From this video, I pulled the following key learnings and takeaways that I feel can easily be applied to the entrepreneur’s journey.

  • The outlined route to ascend to the top is far from straightforward. The route to the summit (or entrepreneurship) is anything but simple and linear, no matter how many have gone before.
  • To climb a mountain (for real or in business), you have to acclimate, which means that sometimes you have to go backward several times so that you can eventually go higher and get to where you wish to be. During these times, you are still making progress.
  • Fear is okay, but complacency can kill you. Continue to move through your fear, and don’t let complacency kill your (entrepreneurial) dream.
  • While a strong determination to succeed is essential, so too is knowing limitations and seeing obstacles for what they are, which means accepting that you will have to wait until another day to reach your goal.
  • Reaching the top takes time, methodical planning, and the ability to remain flexible when things change.
  • While intellectually you know in which direction you want to go, you must often spend time going in a different direction due to factors that are out of your control.
  • You need to be willing and able to react to a changing environment constantly.
  • Even with a banging headache and a sick or nervous stomach, when you feel you have nothing much left to give, dig deep, put on a smile, and keep moving.
  • When you reach that point where you feel you can’t possibly go on, you have to dig even deeper and find what will re-energize you to continue on your way.
  • You can’t control everything that changes, so be willing to improvise, innovate, and change your plans. Be resilient.
  • The way to the summit may look one way today and another tomorrow (easily approachable one day but can change quickly and look differently the next). Don’t let this intimidate you.
  • Confidence is not enough. Expect storm clouds to impede your climb.
  • Storms are always temporary. To get through them, take action based on the particular situation and not based on a pre-developed plan.

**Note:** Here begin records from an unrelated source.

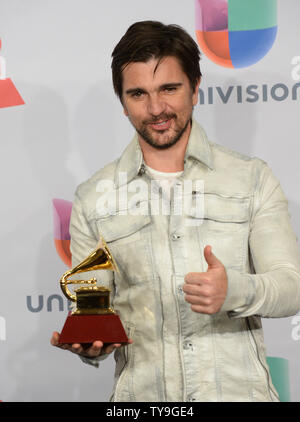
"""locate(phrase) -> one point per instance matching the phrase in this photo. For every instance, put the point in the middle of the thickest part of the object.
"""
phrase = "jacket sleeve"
(274, 288)
(83, 242)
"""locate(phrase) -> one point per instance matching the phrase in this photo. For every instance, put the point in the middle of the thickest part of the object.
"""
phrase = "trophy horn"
(99, 259)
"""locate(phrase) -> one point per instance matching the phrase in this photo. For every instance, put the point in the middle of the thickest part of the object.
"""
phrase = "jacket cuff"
(239, 293)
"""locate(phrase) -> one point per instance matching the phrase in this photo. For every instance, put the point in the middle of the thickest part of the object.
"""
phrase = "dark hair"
(150, 39)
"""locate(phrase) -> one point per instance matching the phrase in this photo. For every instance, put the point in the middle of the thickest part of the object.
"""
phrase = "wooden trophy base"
(89, 328)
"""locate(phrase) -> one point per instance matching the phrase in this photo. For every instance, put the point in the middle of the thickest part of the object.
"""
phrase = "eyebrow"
(164, 86)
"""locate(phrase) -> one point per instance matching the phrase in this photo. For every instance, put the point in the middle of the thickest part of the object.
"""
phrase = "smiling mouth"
(161, 124)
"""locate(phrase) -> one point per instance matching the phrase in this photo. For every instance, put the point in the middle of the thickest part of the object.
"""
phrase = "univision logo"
(236, 33)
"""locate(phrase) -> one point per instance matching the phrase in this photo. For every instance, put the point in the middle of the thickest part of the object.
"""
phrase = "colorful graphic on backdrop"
(235, 33)
(9, 95)
(61, 218)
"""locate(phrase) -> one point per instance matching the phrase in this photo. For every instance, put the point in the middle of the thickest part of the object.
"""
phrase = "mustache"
(160, 118)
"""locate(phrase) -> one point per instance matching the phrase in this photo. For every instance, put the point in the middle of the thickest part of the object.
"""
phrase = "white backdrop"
(57, 54)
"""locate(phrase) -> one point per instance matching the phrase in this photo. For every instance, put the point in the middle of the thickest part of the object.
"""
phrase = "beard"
(146, 135)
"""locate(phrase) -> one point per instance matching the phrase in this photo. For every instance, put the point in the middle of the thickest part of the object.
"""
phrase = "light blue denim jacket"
(178, 354)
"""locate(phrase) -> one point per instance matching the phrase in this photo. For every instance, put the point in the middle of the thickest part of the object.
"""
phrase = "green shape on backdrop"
(246, 15)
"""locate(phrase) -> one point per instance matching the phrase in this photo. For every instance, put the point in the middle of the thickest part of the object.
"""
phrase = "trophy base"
(89, 328)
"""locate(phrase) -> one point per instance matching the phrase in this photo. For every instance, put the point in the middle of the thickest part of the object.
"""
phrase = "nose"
(156, 105)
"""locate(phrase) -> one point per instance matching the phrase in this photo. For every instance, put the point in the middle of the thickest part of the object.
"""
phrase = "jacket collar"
(131, 161)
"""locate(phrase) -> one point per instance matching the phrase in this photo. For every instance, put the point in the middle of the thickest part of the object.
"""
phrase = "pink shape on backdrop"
(211, 15)
(61, 214)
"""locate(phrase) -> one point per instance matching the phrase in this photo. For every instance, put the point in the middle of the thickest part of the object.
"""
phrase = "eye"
(137, 94)
(170, 89)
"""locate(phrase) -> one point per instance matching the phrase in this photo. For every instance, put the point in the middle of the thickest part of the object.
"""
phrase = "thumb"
(211, 259)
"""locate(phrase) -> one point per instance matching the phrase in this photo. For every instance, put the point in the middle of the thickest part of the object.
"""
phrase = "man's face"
(158, 101)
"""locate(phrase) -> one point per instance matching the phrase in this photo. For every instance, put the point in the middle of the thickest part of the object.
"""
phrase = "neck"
(168, 160)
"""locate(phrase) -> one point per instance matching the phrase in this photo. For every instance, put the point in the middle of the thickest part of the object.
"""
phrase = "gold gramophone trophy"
(94, 318)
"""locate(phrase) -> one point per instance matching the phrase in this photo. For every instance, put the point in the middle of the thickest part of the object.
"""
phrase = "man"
(192, 286)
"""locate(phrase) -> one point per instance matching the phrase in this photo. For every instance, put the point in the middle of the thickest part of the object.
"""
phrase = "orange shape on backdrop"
(63, 249)
(9, 95)
(215, 45)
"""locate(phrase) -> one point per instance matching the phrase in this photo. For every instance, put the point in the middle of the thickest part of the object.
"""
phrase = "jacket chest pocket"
(128, 238)
(225, 226)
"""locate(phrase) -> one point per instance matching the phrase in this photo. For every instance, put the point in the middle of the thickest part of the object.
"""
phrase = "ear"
(196, 92)
(125, 111)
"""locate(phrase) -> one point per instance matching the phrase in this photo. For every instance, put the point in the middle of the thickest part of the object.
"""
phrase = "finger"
(55, 338)
(95, 349)
(210, 258)
(192, 289)
(111, 347)
(196, 278)
(76, 348)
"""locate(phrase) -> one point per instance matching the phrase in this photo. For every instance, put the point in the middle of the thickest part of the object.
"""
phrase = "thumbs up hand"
(206, 292)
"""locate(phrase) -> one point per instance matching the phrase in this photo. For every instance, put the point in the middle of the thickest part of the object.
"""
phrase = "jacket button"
(187, 345)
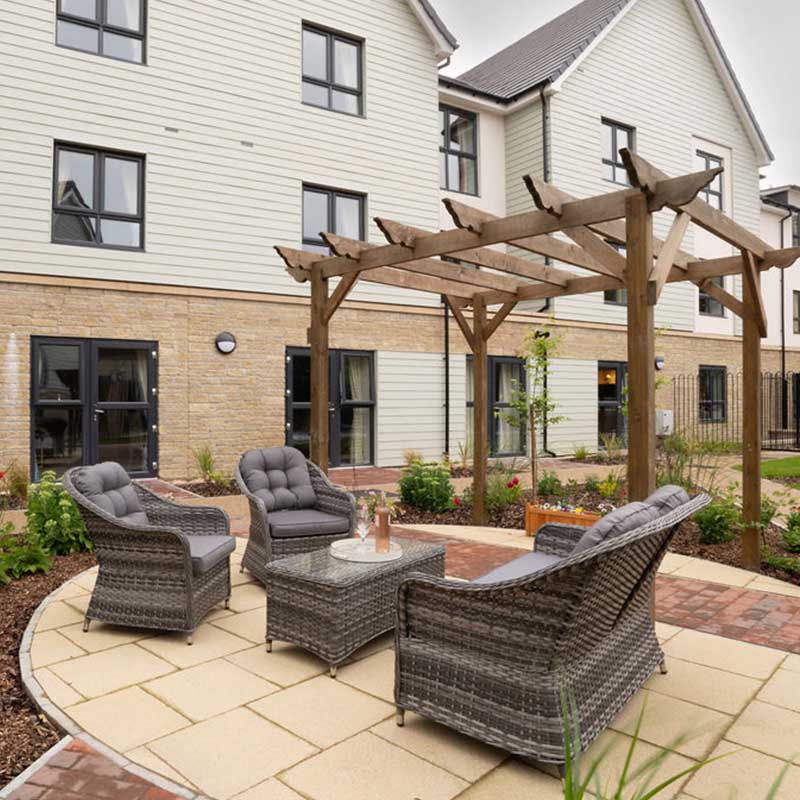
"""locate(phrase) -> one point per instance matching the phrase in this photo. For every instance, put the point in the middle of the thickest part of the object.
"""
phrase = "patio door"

Your plan may no longer apply, and circumstances can quickly make those plans obsolete or outdated.
  • Focus more on the execution rather than relying on the plan you prepared last week, month, or year. Be prepared to throw out your plan altogether and regroup.
  • Modify your pace to match the circumstances affecting your summit push.
  • Conquer doubt by breaking your climb to the summit down into smaller steps, parts, or goals.
  • Sometimes you don’t need to have total clarity to keep putting that one foot in front of the other.
  • Know when to abandon a summit bid, realizing that you can potentially try again another day. Take in the lessons you learn along the way and determine how to use them to make you stronger, better, and able to tackle that next mountain.